Ultra deepwater drillships
With five-year drilling contracts from Chevron in hand, Transocean has placed into service two ultra deepwater drillships built to the operator’s specifications. TheDiscoverer Clear Leader began drilling operations in August 2009. The second vessel, Discoverer Inspiration, is scheduled for delivery in early 2010. Both drillships are capable of drilling in 12,000 ft (3,658 m) of water to a total depth of 40,000 ft (12,192 m), exceeding the limitations of existing rigs.

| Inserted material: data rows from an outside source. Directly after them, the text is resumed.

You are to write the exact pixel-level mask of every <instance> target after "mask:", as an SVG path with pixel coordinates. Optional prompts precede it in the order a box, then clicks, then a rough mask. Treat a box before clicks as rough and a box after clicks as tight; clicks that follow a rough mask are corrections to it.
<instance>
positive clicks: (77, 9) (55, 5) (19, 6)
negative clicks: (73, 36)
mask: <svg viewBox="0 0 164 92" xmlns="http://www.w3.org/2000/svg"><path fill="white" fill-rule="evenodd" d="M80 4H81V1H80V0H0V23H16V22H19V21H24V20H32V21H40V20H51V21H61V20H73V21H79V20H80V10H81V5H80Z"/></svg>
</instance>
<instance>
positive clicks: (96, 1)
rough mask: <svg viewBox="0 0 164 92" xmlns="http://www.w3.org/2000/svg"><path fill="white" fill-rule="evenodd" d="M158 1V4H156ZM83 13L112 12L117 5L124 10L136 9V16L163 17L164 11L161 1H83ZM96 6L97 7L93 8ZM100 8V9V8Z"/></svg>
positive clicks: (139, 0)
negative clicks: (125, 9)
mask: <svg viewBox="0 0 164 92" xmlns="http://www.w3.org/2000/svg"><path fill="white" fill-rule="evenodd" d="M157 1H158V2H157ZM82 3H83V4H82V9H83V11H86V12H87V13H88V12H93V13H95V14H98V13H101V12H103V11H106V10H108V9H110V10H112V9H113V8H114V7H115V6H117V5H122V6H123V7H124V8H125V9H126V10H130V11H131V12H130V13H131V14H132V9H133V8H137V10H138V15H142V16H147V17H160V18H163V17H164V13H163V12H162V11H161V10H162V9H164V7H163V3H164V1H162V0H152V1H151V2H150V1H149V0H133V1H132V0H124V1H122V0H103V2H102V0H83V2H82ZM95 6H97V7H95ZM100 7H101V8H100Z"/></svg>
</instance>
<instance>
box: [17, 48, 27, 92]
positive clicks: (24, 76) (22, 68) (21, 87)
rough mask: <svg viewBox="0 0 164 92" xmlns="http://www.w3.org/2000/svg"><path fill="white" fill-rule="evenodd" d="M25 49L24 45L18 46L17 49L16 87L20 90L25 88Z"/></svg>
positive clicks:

Next-generation reservoir simulation software
In October 2009, Schlumberger and Chevron introduced their INTERSECT reservoir simulation software designed to handle large, complex reservoirs and highly heterogeneous systems that typify Lower Tertiary fields. “By creating key technologies through collaboration, this innovative partnership is delivering next-generation technology that could benefit the energy industry,” says Michael Allison, Reservoir Management general manager, Chevron. The technology collaboration between the two companies began in 2000.
Largest ultra deep stimulation vessel
In October 2009, BJ Services launched the world’s largest stimulation vessel specifically for wells in the Lower Tertiary formations. TheBlue Dolphin provides 20,000 psi pressure rating for Lower Tertiary conditions, including long, multiple pay zones, and intense pressure and temperature variations. “We can essentially have multiple crews working around the clock to provide large-volume, high-pressure stimulation services,” says Ronney Coleman, BJ Services for North American Pressure Pumping Services.
Next-generation completion and production tools
In December 2008, Baker Hughes inaugurated its Center for Technology Innovation (CTI) in Houston. The primary focus of this facility is to develop next-generation completion and production tools for HP/HT conditions typically found in the Lower Tertiary wells. “The CTI is capable of testing full-size prototypes of the next generation of completion and production equipment in a test environment with gas pressure up to 40,000 psi and temperature up to 700° F (371° C),” says Rustom Mody, Baker Hughes vice president of Technology.